Kesuksesan film ini membuat sutradara muda, Teddy Soeriaatmadja membuat remake pada 2007. Sayangnya, kesuksesan pada 1977 tak bisa diulang pada 2007. Film ini mengisahkan tentang perempuan bernama Sisca (Christine Hakim) yang berubah menjadi dingin setelah dilukai oleh kekasihnya. Lalu muncul mahasiswa kedokteran bernama Leo (Roy Marten) yang coba meluluhkan es di hati Sisca.
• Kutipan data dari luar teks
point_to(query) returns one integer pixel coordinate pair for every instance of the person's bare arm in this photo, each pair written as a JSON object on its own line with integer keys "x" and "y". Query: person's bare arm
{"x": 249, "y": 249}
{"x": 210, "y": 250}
Upaya Leo tersebut rupanya hanya ajang taruhan Leo dengan teman-temannya. Namun, Leo jatuh cinta sungguhan dengan Sisca. Terlambat, Sisca bertemu dengan pria bernama Helmy (Slamet Rahardjo dan menikah. Pernikahan keduanya tak bahagia. Sisca pun memilih untuk berpisah dari Helmy dan kembali kepada Leo. Film ini berhasil memenangkan Piala Citra FFI pada 1978 untuk kategori Fotografi, Editing, Suara dan Musik. Film ini juga mendapatkan Piala Antemas FFI 1979 untuk film terlaris 1978 - 1979.


Era 80an

Secangkir Kopi Pahit (1980)

Tahun 1980 ditandai dengan munculnya film besutan Teguh Karya. Film ini mengisahkan mahasiswa dari Sumatera Utara bernama Togar (Alex Komang) yang diharapkan keluarganya menjadi sarjana ekonomi tetapi bakat sesungguhnya adalah jurnalistik. Rencana itupun kandas. Ia justru berakhir sebagai buruh kasar di sebuah pabrik semen. Dengan bantuan sahabatnya, Buyung (Ray Sahetapy) ia mulai aktif menulis di surat kabar. Dirinya pun keluar dari pabrik semen.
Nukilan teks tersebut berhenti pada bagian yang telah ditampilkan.